Lekcje Sztuki i Akceptacji: Czego Nauczyłam Się Pozując Nago Przed Artystami
Fotografia to opowieść, a każdy kadr jest jak strona w książce, opowiadającej Twoje historie. Moje doświadczenia z pozowaniem nago przed artystami przyniosły mi nie tylko niezwykłą podróż w głąb siebie, ale także nauczyły mnie cennych lekcji na temat swoich granic, akceptacji siebie i otwarcia się na nowe doświadczenia. W tym artykule podzielę się tym, czego nauczyłam się dzięki sesjom „life drawing” czyli rysowania z życia w Manchesterze i jak wpłynęło to na sposób w jaki pracuję na co dzień z nagością.
Sztuka odkrywania: Rozbierz się z oczekiwań i powinności
Sesje mycia modelką dla artystów uczących się kobiecej anatomii nauczyły mnie, że ciało jest płótnem, na którym każda linia, krzywa i szczegół tworzą unikalny obraz. Kiedy stawałam nago przed tworzącymi, po kilku minutach zakłopotania wstyd przestawał istnieć. Czułam tylko uwagę i wdzięczność szkicujących mnie osób. Ciekawie było poczuć jak seksualizowane zwykle kobiece ciało rozstaje rozebrane z oczekiwań bycia w kanonie, z oczekiwań bycia wklęsłym czy płaskim w któryś miejscach a krągłym w innych. To proces, w którym zaczęłam doceniać każdy aspekt swojej fizyczności i rozumieć, że prawdziwe, głębokie piękno tkwi w naszej autentyczności. To dla mnie istota bycia swoją własną Muzą – chcę, byś poczuła się tak na sesji i mogła potem sięgać po to uczucie, kiedy tylko zechcesz.

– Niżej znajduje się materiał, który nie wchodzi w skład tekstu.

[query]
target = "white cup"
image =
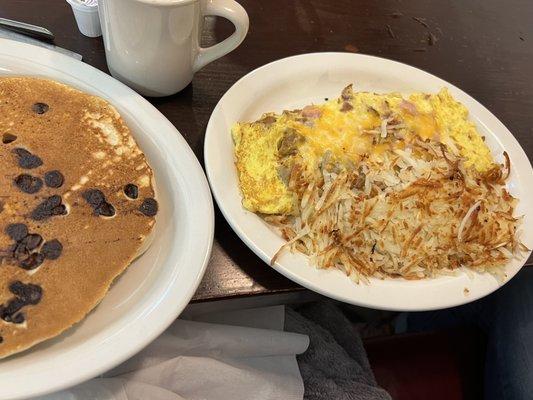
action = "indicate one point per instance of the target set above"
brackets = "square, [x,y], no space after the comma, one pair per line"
[153,46]
[86,17]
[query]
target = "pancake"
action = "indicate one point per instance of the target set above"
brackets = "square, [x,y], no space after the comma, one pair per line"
[77,205]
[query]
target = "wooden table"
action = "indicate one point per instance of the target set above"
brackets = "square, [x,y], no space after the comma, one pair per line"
[483,46]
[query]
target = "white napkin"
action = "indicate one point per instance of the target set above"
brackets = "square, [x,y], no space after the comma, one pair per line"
[209,360]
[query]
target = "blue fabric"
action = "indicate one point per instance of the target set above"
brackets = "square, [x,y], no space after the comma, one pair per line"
[506,317]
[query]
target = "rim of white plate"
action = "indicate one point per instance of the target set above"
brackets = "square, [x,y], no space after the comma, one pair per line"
[158,313]
[331,60]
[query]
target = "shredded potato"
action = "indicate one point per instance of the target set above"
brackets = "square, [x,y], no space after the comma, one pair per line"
[411,213]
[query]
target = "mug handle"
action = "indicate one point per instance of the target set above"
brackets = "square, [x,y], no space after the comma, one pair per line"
[232,11]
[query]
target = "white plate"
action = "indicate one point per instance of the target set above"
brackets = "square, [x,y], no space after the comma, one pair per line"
[156,287]
[296,81]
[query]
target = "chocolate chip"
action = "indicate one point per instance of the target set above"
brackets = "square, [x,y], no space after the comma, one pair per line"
[17,232]
[40,108]
[105,210]
[94,197]
[32,241]
[131,190]
[53,179]
[49,207]
[26,159]
[52,249]
[27,292]
[13,306]
[32,262]
[18,318]
[8,138]
[28,184]
[149,207]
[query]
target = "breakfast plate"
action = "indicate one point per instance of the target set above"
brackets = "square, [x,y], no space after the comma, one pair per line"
[157,285]
[295,82]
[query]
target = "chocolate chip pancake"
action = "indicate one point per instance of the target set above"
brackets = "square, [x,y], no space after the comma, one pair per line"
[76,204]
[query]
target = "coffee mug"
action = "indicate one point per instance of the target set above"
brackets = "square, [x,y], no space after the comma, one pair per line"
[153,46]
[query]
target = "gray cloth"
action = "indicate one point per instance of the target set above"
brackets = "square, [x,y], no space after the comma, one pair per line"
[335,366]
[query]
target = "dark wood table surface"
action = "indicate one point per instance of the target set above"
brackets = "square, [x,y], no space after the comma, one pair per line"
[484,47]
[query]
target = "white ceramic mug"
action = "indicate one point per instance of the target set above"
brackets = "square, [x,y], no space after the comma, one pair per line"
[153,46]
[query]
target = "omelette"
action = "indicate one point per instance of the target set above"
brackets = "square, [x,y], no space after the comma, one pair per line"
[77,205]
[380,185]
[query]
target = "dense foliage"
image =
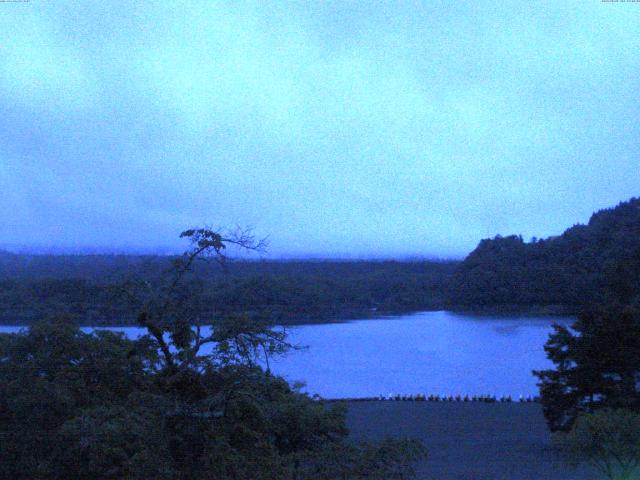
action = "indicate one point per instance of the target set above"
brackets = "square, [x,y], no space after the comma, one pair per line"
[100,406]
[276,292]
[566,273]
[597,365]
[608,440]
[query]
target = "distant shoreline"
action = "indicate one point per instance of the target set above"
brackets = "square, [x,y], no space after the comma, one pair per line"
[502,311]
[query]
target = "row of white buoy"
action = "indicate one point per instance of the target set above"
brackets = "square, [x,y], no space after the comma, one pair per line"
[450,398]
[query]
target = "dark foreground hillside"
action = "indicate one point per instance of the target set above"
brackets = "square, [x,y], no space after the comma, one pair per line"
[562,274]
[468,441]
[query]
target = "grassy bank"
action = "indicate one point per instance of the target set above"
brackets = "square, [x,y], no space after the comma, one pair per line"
[468,440]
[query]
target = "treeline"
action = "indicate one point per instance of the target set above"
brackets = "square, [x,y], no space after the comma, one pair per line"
[563,274]
[90,288]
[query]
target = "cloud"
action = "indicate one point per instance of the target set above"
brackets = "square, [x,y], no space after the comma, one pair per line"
[398,130]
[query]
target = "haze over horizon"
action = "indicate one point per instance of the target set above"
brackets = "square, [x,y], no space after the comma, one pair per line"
[336,129]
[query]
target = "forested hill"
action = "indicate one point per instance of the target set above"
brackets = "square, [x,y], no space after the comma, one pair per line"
[35,286]
[563,273]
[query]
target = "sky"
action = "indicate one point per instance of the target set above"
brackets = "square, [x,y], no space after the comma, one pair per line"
[335,128]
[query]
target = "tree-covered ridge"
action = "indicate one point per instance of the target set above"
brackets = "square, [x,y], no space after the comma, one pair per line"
[569,271]
[278,292]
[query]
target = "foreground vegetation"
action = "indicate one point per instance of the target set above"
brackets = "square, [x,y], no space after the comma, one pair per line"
[100,406]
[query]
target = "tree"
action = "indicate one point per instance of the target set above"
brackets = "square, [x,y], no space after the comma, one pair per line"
[597,364]
[609,440]
[100,406]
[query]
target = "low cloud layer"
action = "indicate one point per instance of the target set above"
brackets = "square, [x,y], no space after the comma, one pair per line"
[336,129]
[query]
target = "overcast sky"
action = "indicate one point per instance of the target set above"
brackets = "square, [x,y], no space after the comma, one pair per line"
[336,128]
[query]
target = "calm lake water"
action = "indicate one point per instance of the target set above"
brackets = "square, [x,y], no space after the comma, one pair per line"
[430,352]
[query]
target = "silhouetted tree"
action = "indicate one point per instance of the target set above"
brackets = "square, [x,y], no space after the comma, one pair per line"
[597,364]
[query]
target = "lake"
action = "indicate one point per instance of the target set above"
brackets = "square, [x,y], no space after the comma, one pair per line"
[441,353]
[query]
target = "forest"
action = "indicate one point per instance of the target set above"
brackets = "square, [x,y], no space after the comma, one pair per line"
[88,287]
[564,274]
[506,274]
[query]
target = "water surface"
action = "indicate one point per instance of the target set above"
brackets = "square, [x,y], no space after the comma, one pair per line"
[430,352]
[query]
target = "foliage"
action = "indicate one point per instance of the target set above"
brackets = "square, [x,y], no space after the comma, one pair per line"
[100,406]
[609,440]
[597,364]
[571,271]
[276,292]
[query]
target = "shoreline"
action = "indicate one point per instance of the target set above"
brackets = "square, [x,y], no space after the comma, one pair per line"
[534,311]
[468,440]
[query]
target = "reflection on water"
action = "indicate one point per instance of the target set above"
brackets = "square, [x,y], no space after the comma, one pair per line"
[429,352]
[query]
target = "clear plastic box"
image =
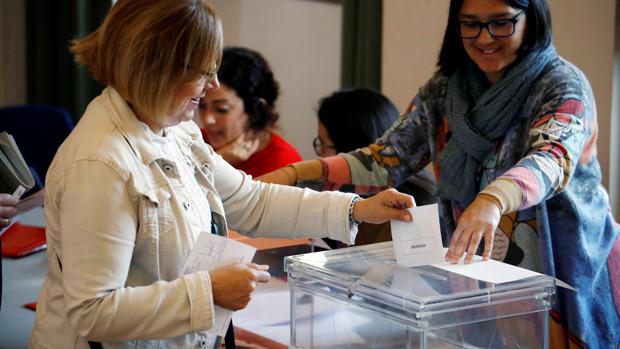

Moc rozpoznania własnych granic
Pozowanie nago to radykalny akt zaakceptowania swoich granic i wyjścia poza strefę komfortu, na swoich warunkach. To nie tylko odkrywanie ciała, ale także duchowe eksplorowanie siebie, badanie tego, gdzie zaczynają się Twoje własne odczucia na temat swojej fizyczności a gdzie zaczynają się oczekiwania i głosy innych. Wychowana przez bardzo lękliwą i opiekuńczą mamę nadal często mam w głowie najgorsze scenariusze a zamartwianie się to moje ulubione zajęcie. Nie lubię niepewności, niewygody, nieznanego. Dlatego eksplorowanie tych uczuć i sytuacji na moich zasadach zawsze było dla mnie pomocne i rozwijające. Zauważyłam, że wiele z Was decyduje się na pozowanie do aktu z podobnych powódek. To wspaniałe! Kocham odkrywać razem z Wami siłę we wrażliwości i bezbronności.
Co mówi ciało
Sesje na których fotografujemy nagość zakrytą i akt ujawniają emocje w najczystszej postaci. W ten sam sposób artystki, które mnie malowały czy rysowały, były w stanie uchwycić każdą emocję, nastrój, odcienie osobowości. Oglądając ich prace po sesji zachwycały mnie emocje wyrażone i uwiecznione w sposobie ułożenia dłoni, w postawie, w spojrzeniu czy kącikach ust. W sztuce, jak i w życiu, to, co jest autentyczne i emocjonalne, jest najpiękniejsze. Wyrażanie siebie w nagości nauczyło mnie, że to właśnie w mojej prawdziwości kryje się największa moc. W krągłości brzucha, w dołeczkach na udach, w zarysie obojczyków. W tym jak zmienne jest kobiece ciało. I jak każda jego wersja jest absolutnie warta uwiecznienia.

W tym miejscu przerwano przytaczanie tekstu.